H-1Bs that are Cap-Exempt are not counted against the 65,000 cap as follows:
1. J-1 physicians who have obtained a waiver pursuant to the State 30 program or federal program, and;
2. Beneficiaries of employment offers at institutions of higher education or related or affiliated nonprofit entities, or nonprofit research organizations, or governmental research organizations;
a. Private employers may petition under this provision if the employee is to physically work at the institution of higher education or related or affiliated nonprofit and there is "nexus" between the work performed and the normal purpose of the nonprofit. To qualify as an affiliated or related nonprofit the employer must be:
i. Linked or in association with a higher education institute, through joint ownership or control; or
ii. run by a higher education institute; or
iii. attached to a higher education institute as a member, branch, cooperative, or subsidiary.
b. Nonprofit research organization that is principally engaged in basic or applied research.
c. U.S. Government research entity.
d. A school district petitioner if the position is part of collaboration between the school and an institute of higher education that is cap exempt.
e. H-1B employed with an exempt and nonexempt employer will not be counted toward the cap. However, if ceases to be employed in a cap-exempt position, an H-1B petition based upon the cap will be not cap exempt. CIS will give "deference to prior determinations made since June 6, 2006, that a non-profit entity is related to or affiliated with an institution of higher education absent any significant change in circumstances or clear error". Applicants should provide proof of previous determinations such as:
i. copy of prior approval;
ii. CIS approval notice issued after June 6, 2006;
iii. documentation previously submitted supporting cap-exempt claim; and
iv. statement from petitioner attesting organization was previously approved to be cap-exempt.
However, if there has been a significant change or clear error in the prior adjudication, USCIS need not give deference.
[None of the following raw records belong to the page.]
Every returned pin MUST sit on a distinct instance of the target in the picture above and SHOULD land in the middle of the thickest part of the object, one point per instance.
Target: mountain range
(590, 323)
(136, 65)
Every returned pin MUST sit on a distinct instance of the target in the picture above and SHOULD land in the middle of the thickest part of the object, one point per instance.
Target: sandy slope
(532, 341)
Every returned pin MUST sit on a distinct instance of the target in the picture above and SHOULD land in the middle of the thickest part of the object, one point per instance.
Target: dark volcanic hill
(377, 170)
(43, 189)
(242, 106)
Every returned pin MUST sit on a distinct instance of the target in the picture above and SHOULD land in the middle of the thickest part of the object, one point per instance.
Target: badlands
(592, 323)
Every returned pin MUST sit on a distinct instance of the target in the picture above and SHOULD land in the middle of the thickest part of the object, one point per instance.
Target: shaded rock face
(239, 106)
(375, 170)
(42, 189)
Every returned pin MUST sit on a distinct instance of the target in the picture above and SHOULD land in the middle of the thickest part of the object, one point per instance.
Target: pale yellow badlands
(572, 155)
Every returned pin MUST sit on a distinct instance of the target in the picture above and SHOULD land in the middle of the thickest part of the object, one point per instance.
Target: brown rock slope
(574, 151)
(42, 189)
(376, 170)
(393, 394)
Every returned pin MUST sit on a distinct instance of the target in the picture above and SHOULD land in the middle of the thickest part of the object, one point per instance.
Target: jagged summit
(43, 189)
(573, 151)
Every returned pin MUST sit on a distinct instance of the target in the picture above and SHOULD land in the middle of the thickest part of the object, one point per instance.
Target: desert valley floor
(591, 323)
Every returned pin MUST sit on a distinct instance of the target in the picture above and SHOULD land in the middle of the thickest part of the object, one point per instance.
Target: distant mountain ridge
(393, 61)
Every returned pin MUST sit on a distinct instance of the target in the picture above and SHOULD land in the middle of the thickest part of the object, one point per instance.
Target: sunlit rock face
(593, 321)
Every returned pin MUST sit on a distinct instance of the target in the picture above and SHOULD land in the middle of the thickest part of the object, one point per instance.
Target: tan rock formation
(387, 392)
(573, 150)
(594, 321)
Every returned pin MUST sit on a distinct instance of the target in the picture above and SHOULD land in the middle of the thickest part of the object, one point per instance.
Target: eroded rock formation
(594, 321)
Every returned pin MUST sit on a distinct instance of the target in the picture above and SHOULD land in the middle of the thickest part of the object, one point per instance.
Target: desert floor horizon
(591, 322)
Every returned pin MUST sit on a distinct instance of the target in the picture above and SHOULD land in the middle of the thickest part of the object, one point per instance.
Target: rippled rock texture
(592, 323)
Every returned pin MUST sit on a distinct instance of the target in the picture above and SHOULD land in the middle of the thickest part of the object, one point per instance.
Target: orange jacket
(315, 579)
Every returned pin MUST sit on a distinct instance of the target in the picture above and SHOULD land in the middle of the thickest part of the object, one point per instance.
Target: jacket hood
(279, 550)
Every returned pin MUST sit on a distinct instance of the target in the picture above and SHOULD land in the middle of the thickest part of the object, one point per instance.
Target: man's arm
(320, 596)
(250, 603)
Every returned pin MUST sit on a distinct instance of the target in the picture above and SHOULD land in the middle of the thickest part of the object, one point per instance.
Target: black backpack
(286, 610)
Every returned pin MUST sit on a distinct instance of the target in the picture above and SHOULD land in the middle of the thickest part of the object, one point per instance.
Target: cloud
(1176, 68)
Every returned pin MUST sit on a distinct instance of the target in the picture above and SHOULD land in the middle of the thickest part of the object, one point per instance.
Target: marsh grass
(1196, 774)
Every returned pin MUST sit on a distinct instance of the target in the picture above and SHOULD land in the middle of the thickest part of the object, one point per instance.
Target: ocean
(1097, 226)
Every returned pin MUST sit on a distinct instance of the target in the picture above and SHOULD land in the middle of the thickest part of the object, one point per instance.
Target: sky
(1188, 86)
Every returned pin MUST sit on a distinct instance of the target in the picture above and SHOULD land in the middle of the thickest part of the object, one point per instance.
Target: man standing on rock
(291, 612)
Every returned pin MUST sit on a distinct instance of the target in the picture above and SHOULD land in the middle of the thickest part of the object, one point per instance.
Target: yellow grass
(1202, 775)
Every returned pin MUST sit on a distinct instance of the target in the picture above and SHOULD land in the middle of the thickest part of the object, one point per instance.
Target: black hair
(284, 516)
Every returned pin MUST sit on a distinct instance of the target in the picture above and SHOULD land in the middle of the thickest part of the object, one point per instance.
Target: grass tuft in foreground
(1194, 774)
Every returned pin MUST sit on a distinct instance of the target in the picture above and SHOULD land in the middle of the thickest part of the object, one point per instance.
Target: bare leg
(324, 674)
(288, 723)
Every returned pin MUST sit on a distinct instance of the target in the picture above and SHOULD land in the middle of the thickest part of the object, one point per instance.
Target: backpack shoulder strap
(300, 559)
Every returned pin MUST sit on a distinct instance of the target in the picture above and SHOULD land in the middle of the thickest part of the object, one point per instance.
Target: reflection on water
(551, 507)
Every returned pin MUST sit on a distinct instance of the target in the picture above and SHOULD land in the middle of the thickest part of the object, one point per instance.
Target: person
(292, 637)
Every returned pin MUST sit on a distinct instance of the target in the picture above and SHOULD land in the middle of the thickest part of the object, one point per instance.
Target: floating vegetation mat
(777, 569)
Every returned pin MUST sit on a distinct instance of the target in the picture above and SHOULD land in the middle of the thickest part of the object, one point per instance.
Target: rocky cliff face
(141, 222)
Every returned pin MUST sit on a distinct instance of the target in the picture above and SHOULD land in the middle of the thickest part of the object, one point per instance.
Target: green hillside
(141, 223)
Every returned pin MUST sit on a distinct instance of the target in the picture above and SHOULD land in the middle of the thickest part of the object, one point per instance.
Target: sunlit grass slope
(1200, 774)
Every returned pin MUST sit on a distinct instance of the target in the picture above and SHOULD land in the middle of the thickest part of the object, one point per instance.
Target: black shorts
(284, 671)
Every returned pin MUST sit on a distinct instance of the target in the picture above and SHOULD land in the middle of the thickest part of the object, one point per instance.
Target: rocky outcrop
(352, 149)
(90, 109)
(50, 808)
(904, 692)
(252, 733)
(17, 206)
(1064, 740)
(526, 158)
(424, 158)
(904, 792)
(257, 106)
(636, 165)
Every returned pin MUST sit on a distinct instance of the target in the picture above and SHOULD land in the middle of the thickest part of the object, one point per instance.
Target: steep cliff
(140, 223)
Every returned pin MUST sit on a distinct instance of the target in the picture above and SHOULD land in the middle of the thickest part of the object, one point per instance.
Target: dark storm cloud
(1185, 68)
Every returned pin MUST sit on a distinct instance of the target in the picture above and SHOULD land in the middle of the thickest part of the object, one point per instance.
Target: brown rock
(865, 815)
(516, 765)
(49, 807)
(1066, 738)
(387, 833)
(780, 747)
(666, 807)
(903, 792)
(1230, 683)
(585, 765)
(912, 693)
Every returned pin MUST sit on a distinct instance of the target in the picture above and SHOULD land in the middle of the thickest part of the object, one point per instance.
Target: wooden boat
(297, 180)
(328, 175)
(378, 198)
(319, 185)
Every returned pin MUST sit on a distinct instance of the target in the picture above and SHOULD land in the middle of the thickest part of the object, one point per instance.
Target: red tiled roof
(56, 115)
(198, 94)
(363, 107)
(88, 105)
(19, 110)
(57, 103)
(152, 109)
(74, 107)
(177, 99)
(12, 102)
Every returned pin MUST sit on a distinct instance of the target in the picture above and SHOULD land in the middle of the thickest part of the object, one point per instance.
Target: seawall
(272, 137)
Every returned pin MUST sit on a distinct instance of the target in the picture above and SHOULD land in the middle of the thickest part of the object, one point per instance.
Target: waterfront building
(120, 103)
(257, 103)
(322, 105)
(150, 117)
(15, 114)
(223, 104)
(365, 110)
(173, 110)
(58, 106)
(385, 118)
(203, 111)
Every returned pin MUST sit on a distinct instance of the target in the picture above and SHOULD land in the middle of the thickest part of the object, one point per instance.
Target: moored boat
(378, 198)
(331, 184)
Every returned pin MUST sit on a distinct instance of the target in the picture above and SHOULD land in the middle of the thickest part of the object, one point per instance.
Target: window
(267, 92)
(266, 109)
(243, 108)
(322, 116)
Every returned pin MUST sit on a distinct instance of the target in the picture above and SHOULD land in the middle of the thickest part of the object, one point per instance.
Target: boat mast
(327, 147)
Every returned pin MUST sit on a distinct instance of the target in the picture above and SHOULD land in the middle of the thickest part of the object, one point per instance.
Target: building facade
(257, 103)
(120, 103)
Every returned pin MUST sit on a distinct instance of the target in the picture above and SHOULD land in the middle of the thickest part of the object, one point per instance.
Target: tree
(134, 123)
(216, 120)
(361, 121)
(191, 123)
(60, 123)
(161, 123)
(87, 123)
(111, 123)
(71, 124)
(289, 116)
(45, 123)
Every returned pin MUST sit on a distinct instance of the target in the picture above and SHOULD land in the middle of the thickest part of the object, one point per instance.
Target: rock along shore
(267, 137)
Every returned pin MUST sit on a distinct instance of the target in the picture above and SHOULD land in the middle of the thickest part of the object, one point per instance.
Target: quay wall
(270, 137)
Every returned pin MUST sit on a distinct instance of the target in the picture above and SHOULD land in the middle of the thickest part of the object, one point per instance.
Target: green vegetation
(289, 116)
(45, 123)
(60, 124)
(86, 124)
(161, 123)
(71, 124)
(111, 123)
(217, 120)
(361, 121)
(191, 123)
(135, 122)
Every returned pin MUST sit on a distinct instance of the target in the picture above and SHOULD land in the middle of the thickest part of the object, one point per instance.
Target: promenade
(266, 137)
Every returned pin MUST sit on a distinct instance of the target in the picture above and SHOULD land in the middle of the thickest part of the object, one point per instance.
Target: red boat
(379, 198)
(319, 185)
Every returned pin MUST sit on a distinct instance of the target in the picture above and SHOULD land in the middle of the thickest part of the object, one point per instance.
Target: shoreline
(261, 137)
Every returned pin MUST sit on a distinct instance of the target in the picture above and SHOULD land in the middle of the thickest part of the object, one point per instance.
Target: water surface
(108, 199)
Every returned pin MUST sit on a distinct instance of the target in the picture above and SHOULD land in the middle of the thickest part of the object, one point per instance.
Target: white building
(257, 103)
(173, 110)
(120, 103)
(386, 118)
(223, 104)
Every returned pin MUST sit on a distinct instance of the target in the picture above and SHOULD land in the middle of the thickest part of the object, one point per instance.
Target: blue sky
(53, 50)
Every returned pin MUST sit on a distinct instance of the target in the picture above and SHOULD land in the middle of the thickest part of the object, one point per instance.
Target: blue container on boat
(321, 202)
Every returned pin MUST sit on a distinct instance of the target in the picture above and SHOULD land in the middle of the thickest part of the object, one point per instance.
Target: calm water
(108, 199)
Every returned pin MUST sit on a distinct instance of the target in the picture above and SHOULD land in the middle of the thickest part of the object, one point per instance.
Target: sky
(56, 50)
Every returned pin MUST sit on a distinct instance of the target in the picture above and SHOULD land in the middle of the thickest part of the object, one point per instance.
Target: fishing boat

Significant change includes entity has reorganized and is now a for-profit entity; affiliation agreement has expired and is not automatically renewed; or new petition seeks cap-exemption based upon affiliation or relation to different institution. Clear error includes evidence: of affiliation with organization that is not an institution of higher education; or the prior approval was revoked.
3. Persons (up to 20,000) who possess a U.S.-earned master's or higher degree. Those above 20,000 are counted against the 65,000 cap
4. H-1Bs in CNMI and Guam until Dec. 31, 2014. CNMI uses same prevailing wage determination process as other H-1Bs.
5. CIS does not count against the cap, a person that has been counted within the past 6 years. If eligible for a new 6 years of H-1B status at the time the petition is filed they are counted. A person could be eligible for a new 6 years if was out of the country for one year or if the work was seasonal, intermittent, or less than 6 months per year.
6. H-4 Spouse and children.
8. Approved petitions found to be based on fraud or misrepresentation are restored to the numerical cap. A petition that is revoked for other reasons will be restored if it was revoked in the year it was approved.
Note: Chile receives a maximum of 1,400 H-1B1s and Singapore a maximum of 5,400 H-1B1s. To the degree these are used, they are reduced from the overall H-1B cap. If not used, they are available between Oct. 1 and Nov. 15 of the following FY.